Single machine: simpler but limited. Distributed: scales but introduces consistency challenges.
CAP Theorem: Distributed systems can guarantee at most 2 of 3: Consistency, Availability, Partition tolerance.

Eventual vs Strong Consistency¶

Strong consistency: Reads always return latest write. Higher latency.
Eventual consistency: Reads may return stale data temporarily. Lower latency, higher availability. (S3 now offers strong read-after-write consistency.)

File Storage¶

Traditional hierarchical filesystem (directories and files). Network file storage (NFS, SMB/CIFS).
Your current state: Shared network drive = network file storage. Slow access, no metadata, no versioning.
Cloud file storage exists (EFS, FSx) but object storage (S3) is usually the better choice for data engineering.

Block Storage¶

Raw storage blocks (EBS, local SSD). Used as underlying storage for databases and VMs.
Not directly used in data pipelines — but your Postgres database sits on block storage.

Object Storage¶

Key-value store: Objects addressed by key (path). Flat namespace (though / simulates hierarchy).
S3: The de facto standard for cloud data storage. Highly durable (99.999999999% — "11 nines"), massively scalable, cheap.
Ideal for: Data lakes, landing zones, raw/archive data, Parquet/CSV/JSON files.
Not ideal for: Low-latency random access, transactional workloads (use a database instead).
Antipattern: Using S3 for high-rate random-access updates (it's optimized for large sequential reads/writes).

# Example: Writing a Pandas DataFrame to S3 as Parquet
import boto3
import pandas as pd
import io

df = pd.DataFrame({"portfolio_id": [1, 2], "nav": [1000000.5, 2500000.3]})

# Write to Parquet in-memory, then upload to S3
buffer = io.BytesIO()
df.to_parquet(buffer, engine="pyarrow", index=False)
buffer.seek(0)

s3 = boto3.client("s3")
s3.put_object(Bucket="my-data-lake", Key="curated/portfolios/2024-01-15.parquet", Body=buffer)

# Example: Writing to Postgres
import psycopg2
from io import StringIO

conn = psycopg2.connect("host=mydb.rds.amazonaws.com dbname=analytics user=etl_user")
cur = conn.cursor()

# Use COPY for bulk loading (much faster than INSERT for large batches)
buffer = StringIO()
df.to_csv(buffer, index=False, header=False)
buffer.seek(0)

cur.copy_expert("COPY portfolios FROM STDIN WITH CSV", buffer)
conn.commit()

Cache and Memory-Based Storage Systems¶

Redis, Memcached — for sub-millisecond access to frequently queried data.

Indexes, Partitioning, and Clustering¶

Index: Data structure that speeds up lookups on specific columns (B-tree, hash, bitmap).
Partitioning: Splitting data into segments by a key (date, region).
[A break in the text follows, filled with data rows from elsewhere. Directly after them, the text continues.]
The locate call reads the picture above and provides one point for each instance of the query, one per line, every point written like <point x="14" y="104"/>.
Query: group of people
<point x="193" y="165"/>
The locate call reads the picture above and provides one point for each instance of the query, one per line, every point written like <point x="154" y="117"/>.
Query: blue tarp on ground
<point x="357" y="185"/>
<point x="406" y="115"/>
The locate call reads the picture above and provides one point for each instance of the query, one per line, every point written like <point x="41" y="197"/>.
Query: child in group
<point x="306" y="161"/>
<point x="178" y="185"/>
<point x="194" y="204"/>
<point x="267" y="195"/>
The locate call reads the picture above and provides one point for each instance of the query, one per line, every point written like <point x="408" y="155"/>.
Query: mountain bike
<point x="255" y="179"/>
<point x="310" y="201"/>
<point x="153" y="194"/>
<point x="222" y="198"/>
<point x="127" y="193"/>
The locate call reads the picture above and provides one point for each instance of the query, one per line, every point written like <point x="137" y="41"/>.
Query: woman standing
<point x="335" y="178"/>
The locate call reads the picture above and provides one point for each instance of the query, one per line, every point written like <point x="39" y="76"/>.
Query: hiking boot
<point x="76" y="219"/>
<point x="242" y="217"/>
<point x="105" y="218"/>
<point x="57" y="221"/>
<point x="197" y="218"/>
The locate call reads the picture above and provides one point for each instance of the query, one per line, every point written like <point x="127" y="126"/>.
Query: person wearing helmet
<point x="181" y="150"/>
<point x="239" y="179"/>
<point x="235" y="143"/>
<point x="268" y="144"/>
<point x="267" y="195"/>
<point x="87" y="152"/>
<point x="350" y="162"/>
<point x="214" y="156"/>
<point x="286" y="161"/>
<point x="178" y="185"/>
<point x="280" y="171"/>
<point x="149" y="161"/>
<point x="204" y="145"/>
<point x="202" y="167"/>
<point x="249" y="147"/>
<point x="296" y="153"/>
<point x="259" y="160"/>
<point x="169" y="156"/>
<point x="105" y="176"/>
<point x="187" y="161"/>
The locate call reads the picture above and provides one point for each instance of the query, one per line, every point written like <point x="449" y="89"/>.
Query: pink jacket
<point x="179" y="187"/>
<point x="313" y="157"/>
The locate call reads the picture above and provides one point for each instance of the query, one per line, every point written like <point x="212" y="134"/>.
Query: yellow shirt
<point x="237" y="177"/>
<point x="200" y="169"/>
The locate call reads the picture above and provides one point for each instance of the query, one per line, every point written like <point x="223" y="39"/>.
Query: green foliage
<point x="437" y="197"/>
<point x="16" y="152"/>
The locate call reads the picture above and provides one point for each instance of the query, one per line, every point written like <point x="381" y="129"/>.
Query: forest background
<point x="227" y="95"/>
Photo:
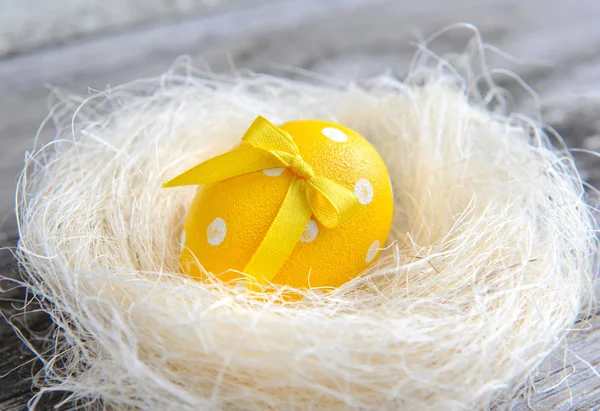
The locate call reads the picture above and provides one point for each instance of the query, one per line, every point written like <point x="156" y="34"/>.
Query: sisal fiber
<point x="489" y="263"/>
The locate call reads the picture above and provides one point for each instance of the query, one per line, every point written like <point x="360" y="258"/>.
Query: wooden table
<point x="558" y="40"/>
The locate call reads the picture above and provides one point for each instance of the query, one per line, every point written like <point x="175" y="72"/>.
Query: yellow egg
<point x="228" y="220"/>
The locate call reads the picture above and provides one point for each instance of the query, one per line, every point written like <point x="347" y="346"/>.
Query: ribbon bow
<point x="267" y="146"/>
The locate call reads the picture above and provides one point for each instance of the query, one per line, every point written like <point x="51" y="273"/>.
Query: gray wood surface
<point x="558" y="41"/>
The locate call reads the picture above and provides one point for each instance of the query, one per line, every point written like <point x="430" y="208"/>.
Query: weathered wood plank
<point x="346" y="39"/>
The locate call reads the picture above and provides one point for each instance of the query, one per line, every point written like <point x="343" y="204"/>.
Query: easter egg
<point x="227" y="220"/>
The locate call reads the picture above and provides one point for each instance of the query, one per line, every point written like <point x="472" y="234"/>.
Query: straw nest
<point x="489" y="262"/>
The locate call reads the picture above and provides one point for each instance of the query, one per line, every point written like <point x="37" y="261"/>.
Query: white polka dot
<point x="182" y="242"/>
<point x="373" y="251"/>
<point x="334" y="134"/>
<point x="310" y="232"/>
<point x="364" y="191"/>
<point x="273" y="172"/>
<point x="216" y="232"/>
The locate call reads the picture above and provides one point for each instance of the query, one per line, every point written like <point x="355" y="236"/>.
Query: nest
<point x="489" y="262"/>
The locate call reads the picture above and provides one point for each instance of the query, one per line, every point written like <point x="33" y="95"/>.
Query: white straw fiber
<point x="490" y="260"/>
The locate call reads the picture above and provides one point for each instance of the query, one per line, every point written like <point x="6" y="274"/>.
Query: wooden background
<point x="557" y="40"/>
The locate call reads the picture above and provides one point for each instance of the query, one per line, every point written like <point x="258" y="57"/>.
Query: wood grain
<point x="559" y="43"/>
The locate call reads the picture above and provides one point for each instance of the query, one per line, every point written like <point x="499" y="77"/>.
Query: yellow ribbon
<point x="267" y="146"/>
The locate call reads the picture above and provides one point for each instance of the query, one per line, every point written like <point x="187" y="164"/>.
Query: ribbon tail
<point x="283" y="234"/>
<point x="243" y="160"/>
<point x="331" y="203"/>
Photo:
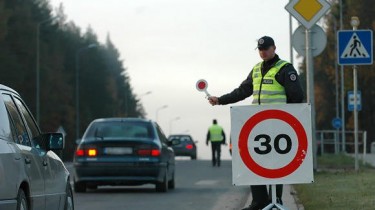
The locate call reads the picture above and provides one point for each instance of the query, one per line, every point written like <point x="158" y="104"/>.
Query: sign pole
<point x="355" y="22"/>
<point x="310" y="90"/>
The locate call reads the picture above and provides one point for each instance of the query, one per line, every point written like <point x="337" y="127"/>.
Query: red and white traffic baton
<point x="202" y="86"/>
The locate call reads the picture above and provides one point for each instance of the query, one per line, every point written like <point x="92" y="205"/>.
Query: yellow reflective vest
<point x="216" y="133"/>
<point x="266" y="90"/>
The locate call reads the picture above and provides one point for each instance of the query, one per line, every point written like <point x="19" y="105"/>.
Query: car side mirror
<point x="55" y="141"/>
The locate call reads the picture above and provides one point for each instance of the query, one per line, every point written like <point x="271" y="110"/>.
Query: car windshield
<point x="181" y="138"/>
<point x="120" y="130"/>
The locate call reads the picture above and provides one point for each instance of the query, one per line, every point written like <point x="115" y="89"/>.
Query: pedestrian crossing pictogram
<point x="354" y="47"/>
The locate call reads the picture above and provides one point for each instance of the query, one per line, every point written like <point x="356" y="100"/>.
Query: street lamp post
<point x="145" y="94"/>
<point x="38" y="67"/>
<point x="170" y="124"/>
<point x="80" y="50"/>
<point x="157" y="111"/>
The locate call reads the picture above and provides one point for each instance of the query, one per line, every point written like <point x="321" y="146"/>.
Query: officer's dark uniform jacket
<point x="287" y="77"/>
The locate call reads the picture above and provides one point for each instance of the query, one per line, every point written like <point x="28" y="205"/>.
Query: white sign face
<point x="271" y="144"/>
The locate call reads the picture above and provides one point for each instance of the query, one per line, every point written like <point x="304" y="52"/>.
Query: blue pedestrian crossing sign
<point x="354" y="47"/>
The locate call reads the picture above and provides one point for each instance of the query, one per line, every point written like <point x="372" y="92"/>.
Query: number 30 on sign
<point x="271" y="144"/>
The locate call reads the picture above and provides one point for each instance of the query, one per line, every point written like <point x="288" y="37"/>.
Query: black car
<point x="185" y="145"/>
<point x="32" y="176"/>
<point x="124" y="151"/>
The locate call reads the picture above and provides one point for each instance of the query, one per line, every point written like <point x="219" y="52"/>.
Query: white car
<point x="32" y="176"/>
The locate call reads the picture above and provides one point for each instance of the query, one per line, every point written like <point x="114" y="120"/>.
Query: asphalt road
<point x="199" y="186"/>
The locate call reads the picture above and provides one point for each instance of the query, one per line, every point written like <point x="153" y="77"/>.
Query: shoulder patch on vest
<point x="293" y="77"/>
<point x="267" y="81"/>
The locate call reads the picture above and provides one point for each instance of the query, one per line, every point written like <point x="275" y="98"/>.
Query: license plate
<point x="118" y="150"/>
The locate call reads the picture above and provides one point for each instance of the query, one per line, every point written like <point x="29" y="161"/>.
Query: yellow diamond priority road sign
<point x="307" y="12"/>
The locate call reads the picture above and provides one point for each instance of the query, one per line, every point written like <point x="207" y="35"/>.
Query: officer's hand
<point x="213" y="100"/>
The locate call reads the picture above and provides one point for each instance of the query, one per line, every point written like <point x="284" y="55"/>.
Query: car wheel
<point x="171" y="183"/>
<point x="79" y="187"/>
<point x="162" y="186"/>
<point x="69" y="202"/>
<point x="22" y="201"/>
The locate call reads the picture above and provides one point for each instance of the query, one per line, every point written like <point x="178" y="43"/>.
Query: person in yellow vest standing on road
<point x="216" y="136"/>
<point x="271" y="81"/>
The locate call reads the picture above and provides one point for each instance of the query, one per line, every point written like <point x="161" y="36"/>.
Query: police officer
<point x="216" y="136"/>
<point x="271" y="81"/>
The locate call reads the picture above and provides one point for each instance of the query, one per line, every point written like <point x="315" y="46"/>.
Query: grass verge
<point x="338" y="186"/>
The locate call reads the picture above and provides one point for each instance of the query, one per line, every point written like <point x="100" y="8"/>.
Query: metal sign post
<point x="308" y="13"/>
<point x="355" y="48"/>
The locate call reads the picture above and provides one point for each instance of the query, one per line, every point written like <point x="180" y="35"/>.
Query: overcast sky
<point x="168" y="45"/>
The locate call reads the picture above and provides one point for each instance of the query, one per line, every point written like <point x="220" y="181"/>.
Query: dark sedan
<point x="186" y="145"/>
<point x="124" y="151"/>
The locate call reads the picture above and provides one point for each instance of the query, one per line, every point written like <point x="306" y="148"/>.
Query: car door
<point x="52" y="169"/>
<point x="32" y="158"/>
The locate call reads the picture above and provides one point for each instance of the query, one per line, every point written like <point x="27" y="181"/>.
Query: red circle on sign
<point x="254" y="166"/>
<point x="202" y="85"/>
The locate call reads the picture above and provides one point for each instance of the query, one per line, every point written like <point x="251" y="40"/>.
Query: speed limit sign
<point x="271" y="144"/>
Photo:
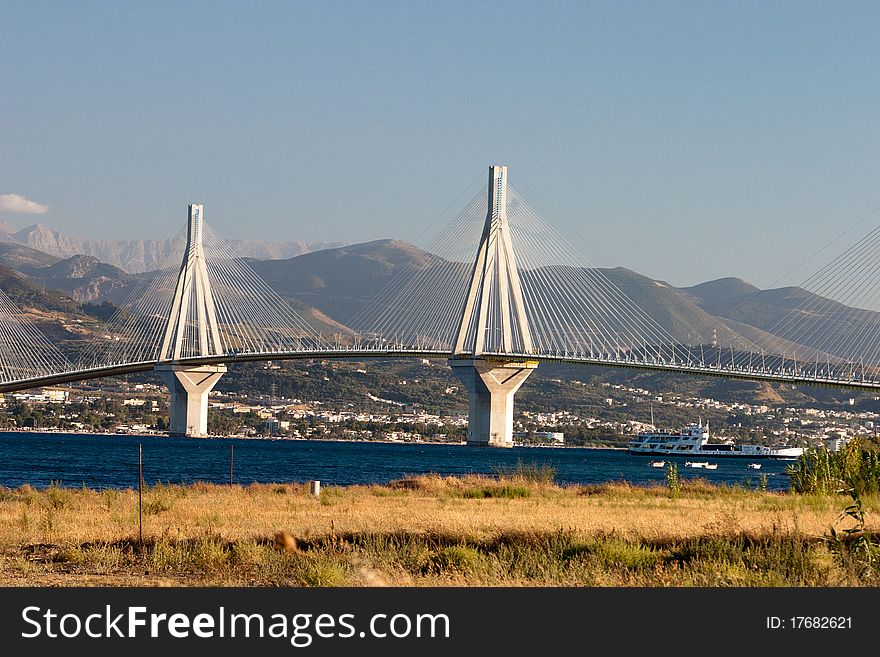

Reduces scan scope.
Clustering: Physically ordering data on disk to match a common access pattern.

S3 "partitioning": Achieved via key prefix naming convention:
s3://my-bucket/raw/portfolios/year=2024/month=01/day=15/data.parquet
This enables efficient prefix-based listing and integrates with tools like Athena, Spark, Hive.

Data Engineering Storage Abstractions¶

The Data Warehouse¶

Central, highly curated, schema-enforced analytical store.
Cloud warehouses (Snowflake, BigQuery, Redshift) separate compute from storage.

The Data Lake¶

Raw storage in native format on object storage (S3). Schema-on-read.
Risk of "data swamp" without governance. Need metadata management.

The Data Lakehouse¶

Adds ACID transactions, schema enforcement, and time travel to data lake.
Technologies: Delta Lake, Apache Iceberg, Apache Hudi.
Enables warehouse-like queries directly on S3 data.

Stream-to-Batch Storage Architecture¶

Streaming data lands in an event platform (Kafka), then is periodically materialized to object storage (S3) or a warehouse in batch windows.

Big Ideas and Trends in Storage¶

Separation of Compute from Storage¶

Core cloud-native pattern: Storage (S3) is decoupled from compute (Spark on EMR, Athena, etc.).
Scale storage and compute independently. Pay for each separately.
Enables multiple compute engines to query the same data (Spark, Presto, Athena, Redshift Spectrum).

Highly relevant to your architecture: S3 as storage layer + multiple compute engines. EKS pods can read from S3 directly. Postgres handles structured queries. No need to pick one — use both.

Data Storage Lifecycle and Data Retention¶

Define retention policies. Cloud storage tiers reduce cost for aging data:
S3 Standard → S3 Infrequent Access → S3 Glacier → Glacier Deep Archive.
Automate lifecycle transitions with S3 Lifecycle Rules.

Chapter 7: Ingestion¶

What Is Data Ingestion?¶

Moving data from source systems into the data engineering lifecycle.
Data pipeline: The combination of architecture, systems, and processes that move data through lifecycle stages. Intentionally flexible definition.

Key Engineering Considerations for the Ingestion Phase¶

Bounded vs Unbounded Data¶

Bounded: Finite dataset (e.g., a daily CSV export, a database table snapshot).
Unbounded: Continuous stream of data with no defined end (e.g., Kafka topic, IoT sensor feed).
Batch processing inherently treats data as bounded. Streaming handles unbounded data.

Frequency¶

How often should data be updated? Real-time? Hourly? Daily?
Your context: Currently batch (Autosys schedules). Airflow will maintain batch cadence but with better dependency management. Consider whether any pipelines benefit from more frequent updates.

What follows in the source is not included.